Macht euch nicht verrückt. So was passiert ab und zu im Battle.net. Hat nur in seltenen Fällen was mit euren Einstellungen, PC's, Spielen zu tun.
Also einfach mal einen Moment das Spiel ruhen lassen und in ein paar Stunden nochmal probieren.
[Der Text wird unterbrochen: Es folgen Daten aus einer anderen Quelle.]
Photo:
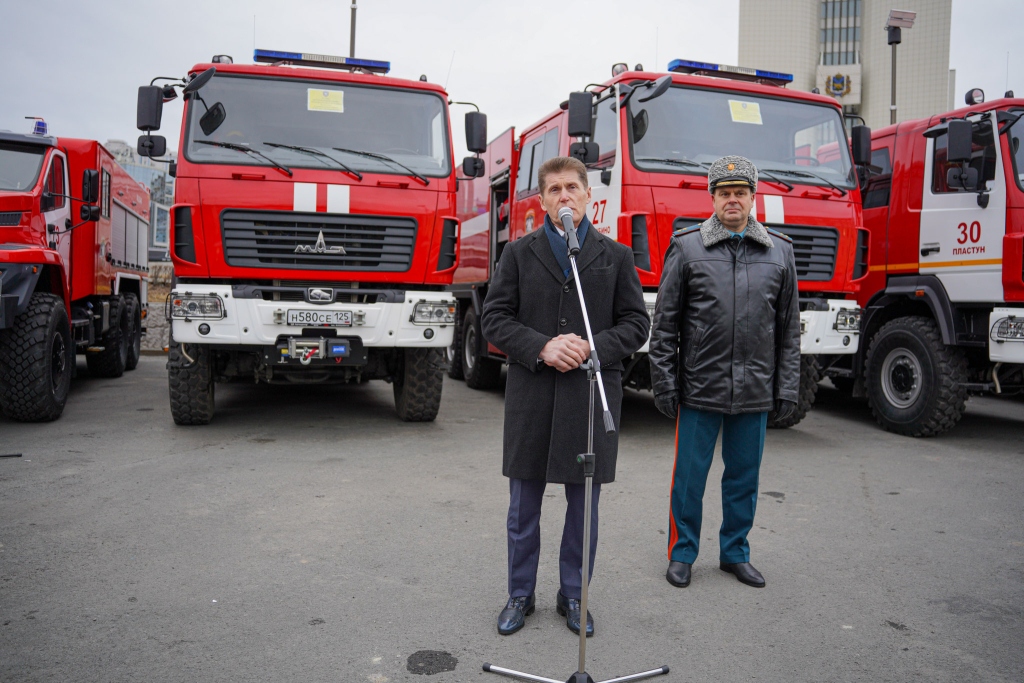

Hat bei mir bisher immer einwandfrei geklappt.


----------



## Shakka007 (25. August 2008)

Hallo Leute ,ich hab heut nach Jahren wieder Diablo 2 gekauft und installiert und natürlich wieder begeistert -vom Game-
nicht vom BNET
allerdings hab ich festgestellt ich komm nirgends ins BNet also jedenfalls nicht europe,US West,East nicht-
ASIA geht aber
und such seitdem verzweifelt,worans liegt,bin auf euer Forum gestossen und würd gern wissen ob das schon die ganze Zeit so ist oder ob ich irgendwas
ändern muss um es zum laufen zu bringen
nicht mal offenes Bnet funktioniert-
hab die deutsche Version
wenn es so wäre müsste ja das Bnet schon 3 Wochen down sein,seit euren Topics

lg SHAKKA


----------



## Nightroad (26. August 2008)

weiss ja net was mit euch los ist
aber ich kann nur sagend ass ich nun schon die ganze woche über OHNE JEGLICHE PROBLEME  zocke


----------



## ExoHunter (12. September 2008)

Nabend!

Bei euch auch der Zugang zum EU-Server down?

Grüße.


----------



## Nightroad (12. September 2008)

also bei mir geht auch alles..
hab aber auch schon um 8 angefangen
immer mal  neustarten wen probleme  auftauchen 
hilft meistens


----------